Originally, six people had been feared missing, but that number has been revised downwards to three, Petroczi said.

The stinking red sludge left a path of devastation across 40 square kilometers (15.4 square miles), leading the interior ministry to declare a state of emergency in three counties.

Fears of spread

The two-metre (six-and-a-half-foot) tide of mud overturned cars, swept away possessions and has raised fears that pollution leeching from it could reach the Danube River, which courses through Croatia, Serbia, Bulgaria, Romania and Ukraine before flowing into the Black Sea.

The mud destroyed all vegetation other than trees and seeped into hundreds of houses in seven villages, leaving residents asking when they could return.

In Kolontar, one of the villages affected, the army had to build a temporary bridge to replace one that was swept away by the flood.

Petroczi confirmed the drinking water system had not been affected so far, but “as a precautionary measure, people are not allowed to use the water wells,” she said.

Residents were also banned from eating any home-grown produce or from hunting or fishing in the region, she said.

A ‘catastrophe’

Environment state secretary Zoltan Illes, who visited the area on Tuesday, described the accident as “an ecological catastrophe” and the worst chemical accident in the country’s history.

The red mud is a toxic residue left over from aluminium production. It is slightly radioactive, highly corrosive and contains toxic heavy metals such as lead, cadmium, arsenic and chromium.

Interior Minister Sandor Pinter warned the sludge “can cause burns to the skin and blindness if it gets into your eyes.”

Some of the sludge has already found its way into the Marcal river, potentially polluting the connecting Raba and Danube rivers.
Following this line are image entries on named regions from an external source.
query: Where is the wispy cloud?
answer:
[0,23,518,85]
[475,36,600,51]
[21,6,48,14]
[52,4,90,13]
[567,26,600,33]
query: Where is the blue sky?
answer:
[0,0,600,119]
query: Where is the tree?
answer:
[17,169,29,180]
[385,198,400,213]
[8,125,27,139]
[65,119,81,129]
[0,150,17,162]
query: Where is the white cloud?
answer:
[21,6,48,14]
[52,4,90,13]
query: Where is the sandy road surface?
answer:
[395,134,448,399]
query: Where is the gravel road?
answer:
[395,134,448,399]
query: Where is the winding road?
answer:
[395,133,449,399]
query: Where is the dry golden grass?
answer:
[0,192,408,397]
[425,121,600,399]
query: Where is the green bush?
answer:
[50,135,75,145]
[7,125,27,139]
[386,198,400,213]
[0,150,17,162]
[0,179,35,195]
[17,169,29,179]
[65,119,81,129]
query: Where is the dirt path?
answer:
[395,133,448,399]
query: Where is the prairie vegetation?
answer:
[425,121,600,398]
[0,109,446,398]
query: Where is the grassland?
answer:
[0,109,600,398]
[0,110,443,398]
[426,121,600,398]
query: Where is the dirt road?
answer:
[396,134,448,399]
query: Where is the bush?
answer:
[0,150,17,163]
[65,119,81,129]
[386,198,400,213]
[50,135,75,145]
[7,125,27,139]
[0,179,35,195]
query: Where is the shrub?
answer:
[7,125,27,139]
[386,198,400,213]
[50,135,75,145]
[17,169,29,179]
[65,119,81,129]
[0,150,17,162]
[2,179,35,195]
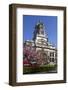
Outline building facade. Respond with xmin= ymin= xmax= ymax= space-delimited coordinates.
xmin=24 ymin=22 xmax=57 ymax=65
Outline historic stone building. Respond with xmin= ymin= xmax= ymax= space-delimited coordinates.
xmin=24 ymin=22 xmax=57 ymax=65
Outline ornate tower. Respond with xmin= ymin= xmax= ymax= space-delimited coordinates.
xmin=33 ymin=22 xmax=48 ymax=47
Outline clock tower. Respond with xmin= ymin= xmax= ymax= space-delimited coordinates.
xmin=33 ymin=22 xmax=48 ymax=47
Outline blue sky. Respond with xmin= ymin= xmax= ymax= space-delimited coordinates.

But experts say that due to rain and the neutralizing agents, the Raba will suffer less damage than the Marcal.

Nevertheless, there are fears the sludge could reach the Danube, Europe’s second longest river, in four or five days, said the deputy chief of the water management company for western Hungary, Sandor Toth.

“From the point of view of water management, it’s a catastrophe,” Toth said.

Romania’s environment ministry said it was monitoring water quality round-the-clock and stressed that the level of pollutants had not crossed the acceptable limits thus far.

Officials have suggested the Hungarian Aluminium Production and Trade Company (MAL), which owns the reservoir, had stored more red sludge in the reservoir than was allowed, or that the containers had not been sufficiently fitted.

But MAL insisted it had done nothing wrong.

Nevertheless, the company has suspended all production at the plant for the time being.

Prime Minister Viktor Orban sent his condolences to the victims’ families and promised a thorough investigation to find “who is responsible for this man-made catastrophe”.

Environmental group Greenpeace called for MAL’s managers to be punished, saying satellite imagery taken a day before the disaster showed “catastrophic cracks in the tank’s walls.”

Conservation group WWF said it was concerned about the long-term environmental impact.